Elle est dangereuse. On l’a vu avec le « Père Preynat ». Quand on met dans la tête des jeunes curés qu’ils sont des « Pères » et qu’ils sont détenteurs d’un pouvoir de « père » ne soyons pas étonnés si certains en abusent et sont des « pères abusifs ». (Plusieurs évêques, comme s’ils voulaient éviter de se poser la question de la responsabilité de notre Église dans ces affaires de pédophilie ecclésiastique, ont fait remarquer que nombre de cas de pédophilie se passent dans le cadre des familles, avec des pères abusifs ; ce en quoi ils n’ont pas tort. Raison de plus pour ne pas engager les prêtres sur cette voie dangereuse de leur donner à penser qu’ils sont des « pères » investis de pouvoir.) Quand on raisonne en termes de service et de fraternité, dans l’humilité, on court moins ce risque. Les ministères ne se définissent pas comme un statut de supériorité, mais comme des services et des réquisitions pour le service.

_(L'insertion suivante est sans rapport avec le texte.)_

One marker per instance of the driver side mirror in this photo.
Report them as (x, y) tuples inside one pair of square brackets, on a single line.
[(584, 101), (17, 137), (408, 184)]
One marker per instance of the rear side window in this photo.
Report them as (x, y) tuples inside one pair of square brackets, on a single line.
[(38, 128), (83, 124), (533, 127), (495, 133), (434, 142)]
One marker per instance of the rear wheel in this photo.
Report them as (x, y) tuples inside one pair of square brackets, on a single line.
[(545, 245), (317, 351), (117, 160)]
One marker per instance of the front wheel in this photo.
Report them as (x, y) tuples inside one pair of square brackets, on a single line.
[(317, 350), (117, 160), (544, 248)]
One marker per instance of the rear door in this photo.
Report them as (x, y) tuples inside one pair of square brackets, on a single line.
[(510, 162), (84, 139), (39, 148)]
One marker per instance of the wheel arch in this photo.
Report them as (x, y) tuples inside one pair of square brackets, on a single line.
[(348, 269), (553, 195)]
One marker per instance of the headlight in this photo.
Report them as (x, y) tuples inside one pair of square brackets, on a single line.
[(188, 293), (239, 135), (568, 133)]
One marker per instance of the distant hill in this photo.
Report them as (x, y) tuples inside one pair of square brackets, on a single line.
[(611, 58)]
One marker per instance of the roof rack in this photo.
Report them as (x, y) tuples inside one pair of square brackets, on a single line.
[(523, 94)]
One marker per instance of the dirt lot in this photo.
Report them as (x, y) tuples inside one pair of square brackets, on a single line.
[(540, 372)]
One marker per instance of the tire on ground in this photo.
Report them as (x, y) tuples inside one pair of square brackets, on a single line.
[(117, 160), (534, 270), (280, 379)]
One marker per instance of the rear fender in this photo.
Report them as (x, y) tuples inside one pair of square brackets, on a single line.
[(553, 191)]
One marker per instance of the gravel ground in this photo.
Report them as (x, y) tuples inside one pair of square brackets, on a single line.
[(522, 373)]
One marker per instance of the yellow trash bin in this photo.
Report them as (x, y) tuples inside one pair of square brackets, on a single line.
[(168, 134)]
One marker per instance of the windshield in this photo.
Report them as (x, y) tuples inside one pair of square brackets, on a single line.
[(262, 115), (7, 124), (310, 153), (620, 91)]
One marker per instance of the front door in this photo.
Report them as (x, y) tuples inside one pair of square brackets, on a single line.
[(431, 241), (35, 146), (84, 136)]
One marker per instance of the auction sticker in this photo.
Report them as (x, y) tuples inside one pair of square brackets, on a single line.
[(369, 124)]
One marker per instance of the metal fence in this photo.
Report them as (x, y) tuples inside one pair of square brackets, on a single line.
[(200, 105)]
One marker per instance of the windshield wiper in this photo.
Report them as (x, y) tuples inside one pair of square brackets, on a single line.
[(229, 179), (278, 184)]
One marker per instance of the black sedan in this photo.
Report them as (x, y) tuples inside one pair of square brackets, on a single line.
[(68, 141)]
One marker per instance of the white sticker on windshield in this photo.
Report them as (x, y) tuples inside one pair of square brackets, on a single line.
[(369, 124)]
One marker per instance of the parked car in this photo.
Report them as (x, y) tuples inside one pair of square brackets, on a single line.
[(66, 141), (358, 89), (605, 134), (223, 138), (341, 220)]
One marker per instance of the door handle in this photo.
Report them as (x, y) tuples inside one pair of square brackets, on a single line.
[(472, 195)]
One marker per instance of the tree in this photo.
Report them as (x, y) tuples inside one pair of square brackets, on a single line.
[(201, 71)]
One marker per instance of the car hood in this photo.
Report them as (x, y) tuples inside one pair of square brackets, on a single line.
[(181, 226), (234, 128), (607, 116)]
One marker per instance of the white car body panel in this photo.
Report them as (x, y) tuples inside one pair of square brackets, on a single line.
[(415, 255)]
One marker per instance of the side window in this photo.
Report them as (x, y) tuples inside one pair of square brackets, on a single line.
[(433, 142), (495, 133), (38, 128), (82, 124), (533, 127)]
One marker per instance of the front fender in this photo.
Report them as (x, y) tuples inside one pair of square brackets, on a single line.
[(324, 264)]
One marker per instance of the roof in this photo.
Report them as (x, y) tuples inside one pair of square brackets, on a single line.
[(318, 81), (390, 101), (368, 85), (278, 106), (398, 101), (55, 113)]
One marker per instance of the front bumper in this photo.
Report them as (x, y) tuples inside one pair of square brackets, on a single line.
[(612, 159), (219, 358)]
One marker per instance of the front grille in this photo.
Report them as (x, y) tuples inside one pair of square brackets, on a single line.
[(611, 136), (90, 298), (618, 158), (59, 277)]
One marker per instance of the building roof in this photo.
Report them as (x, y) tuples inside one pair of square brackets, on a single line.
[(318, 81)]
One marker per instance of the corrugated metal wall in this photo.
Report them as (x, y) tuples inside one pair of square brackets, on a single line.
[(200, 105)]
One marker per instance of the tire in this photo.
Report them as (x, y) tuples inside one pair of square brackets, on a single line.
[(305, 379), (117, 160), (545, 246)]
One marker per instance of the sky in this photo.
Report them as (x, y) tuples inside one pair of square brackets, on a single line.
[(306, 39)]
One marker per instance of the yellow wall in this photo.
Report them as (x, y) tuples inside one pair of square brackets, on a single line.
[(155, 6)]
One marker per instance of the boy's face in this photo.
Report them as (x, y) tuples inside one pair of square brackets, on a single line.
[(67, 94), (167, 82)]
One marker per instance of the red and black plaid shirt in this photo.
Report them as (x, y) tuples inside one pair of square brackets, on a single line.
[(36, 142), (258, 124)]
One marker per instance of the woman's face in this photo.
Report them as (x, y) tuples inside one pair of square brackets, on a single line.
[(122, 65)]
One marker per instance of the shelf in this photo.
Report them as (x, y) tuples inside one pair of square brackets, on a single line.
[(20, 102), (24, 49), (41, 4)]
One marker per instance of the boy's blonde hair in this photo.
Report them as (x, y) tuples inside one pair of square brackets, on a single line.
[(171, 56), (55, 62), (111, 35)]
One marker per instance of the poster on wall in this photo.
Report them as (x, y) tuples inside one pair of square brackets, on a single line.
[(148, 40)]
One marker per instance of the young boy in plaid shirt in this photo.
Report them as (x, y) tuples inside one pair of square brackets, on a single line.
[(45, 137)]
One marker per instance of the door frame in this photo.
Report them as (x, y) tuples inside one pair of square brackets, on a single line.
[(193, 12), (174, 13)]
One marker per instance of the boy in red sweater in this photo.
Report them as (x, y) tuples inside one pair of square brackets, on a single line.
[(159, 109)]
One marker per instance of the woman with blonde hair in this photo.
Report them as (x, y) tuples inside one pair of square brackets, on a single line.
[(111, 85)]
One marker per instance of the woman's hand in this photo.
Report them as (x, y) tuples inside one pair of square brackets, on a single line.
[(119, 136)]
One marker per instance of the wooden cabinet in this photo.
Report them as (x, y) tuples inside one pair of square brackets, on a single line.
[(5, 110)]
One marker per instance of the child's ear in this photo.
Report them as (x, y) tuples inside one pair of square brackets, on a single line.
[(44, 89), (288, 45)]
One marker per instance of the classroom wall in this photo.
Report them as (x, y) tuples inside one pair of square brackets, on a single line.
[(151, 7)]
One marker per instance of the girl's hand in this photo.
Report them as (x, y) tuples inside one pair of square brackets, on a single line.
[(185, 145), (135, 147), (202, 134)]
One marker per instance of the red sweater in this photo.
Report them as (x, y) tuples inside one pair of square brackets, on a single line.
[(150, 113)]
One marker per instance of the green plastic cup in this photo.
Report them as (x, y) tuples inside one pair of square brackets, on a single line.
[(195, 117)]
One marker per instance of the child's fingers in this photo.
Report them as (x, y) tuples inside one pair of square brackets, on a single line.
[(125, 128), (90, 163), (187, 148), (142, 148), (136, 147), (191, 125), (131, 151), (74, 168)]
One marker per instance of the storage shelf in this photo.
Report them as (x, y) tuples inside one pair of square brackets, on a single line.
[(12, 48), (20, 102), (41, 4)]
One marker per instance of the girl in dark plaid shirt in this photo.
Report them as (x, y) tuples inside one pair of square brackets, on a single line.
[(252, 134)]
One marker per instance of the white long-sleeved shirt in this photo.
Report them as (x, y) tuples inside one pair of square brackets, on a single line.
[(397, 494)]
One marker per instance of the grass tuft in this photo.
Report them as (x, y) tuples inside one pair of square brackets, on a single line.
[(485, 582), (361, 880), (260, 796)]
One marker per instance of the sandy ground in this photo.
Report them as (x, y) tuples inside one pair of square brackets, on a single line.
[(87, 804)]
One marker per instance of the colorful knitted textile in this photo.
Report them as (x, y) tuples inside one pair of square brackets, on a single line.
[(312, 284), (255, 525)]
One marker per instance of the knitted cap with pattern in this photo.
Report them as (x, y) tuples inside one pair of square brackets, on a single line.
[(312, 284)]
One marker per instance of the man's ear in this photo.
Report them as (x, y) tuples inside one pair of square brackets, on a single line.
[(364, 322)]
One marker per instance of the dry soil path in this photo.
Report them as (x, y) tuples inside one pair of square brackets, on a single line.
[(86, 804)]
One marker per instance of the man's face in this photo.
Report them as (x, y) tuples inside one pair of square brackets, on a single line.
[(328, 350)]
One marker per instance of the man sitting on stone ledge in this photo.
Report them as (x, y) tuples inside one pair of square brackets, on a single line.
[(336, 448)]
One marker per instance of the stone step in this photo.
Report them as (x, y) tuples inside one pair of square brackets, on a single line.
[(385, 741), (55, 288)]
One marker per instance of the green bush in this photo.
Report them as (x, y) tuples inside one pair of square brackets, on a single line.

Il s’agit surtout d’un grave contre-sens. Non seulement parce que nous ne sommes pas les uns pour les autres des « pères », mais tout autant parce que cette manière de penser méconnait en profondeur ce qu’est la fraternité. La fraternité, cela ne leur suffirait-il pas ? N’en auraient-ils pas expérimenté la richesse et la fécondité ? Cette conception méconnait surtout le type de relation de communion qui structure nos relations entre chrétiens et plus largement avec tout frère humain.

[…] C’est de se considérer comme des frères qui permet aux curés d’être de bons prédicateurs, car ils ne prêchent pas « d’en haut », comme des personnages engoncés dans leur « supériorité », mais avec empathie et comme des témoins, patentés certes, mais de simples témoins. Et quand ils entendent leurs frères et leurs sœurs en confession, ils savent bien qu’ils sont là « en frères » et que le pardon qu’ils transmettent est celui de Dieu ; pas le leur.

Les « vaudois », fils spirituels du lyonnais Pierre Valdo, connaissaient leurs évangiles ; on prétend même qu’ils savaient par cœur l’évangile de Marc, le plus court ; on les envoyait aux galères, si on trouvait chez eux une Bible ! Du coup, connaissant l’interdiction d’appeler leurs pasteurs « pères », ils les appelaient « barba », ce qui en patois piémontais signifie « oncle ». Un signe de reconnaissance et de respect. Comme dit l’apôtre : « Ayez de la considération pour ceux qui se donnent de la peine pour vous. » (1Thess 5, 13) Ayons de la considération pour nos frères qui ont reçu la charge d’être nos pasteurs, pasteurs par dérivation, sachant que notre vrai pasteur, c’est Jésus-Christ, notre Seigneur.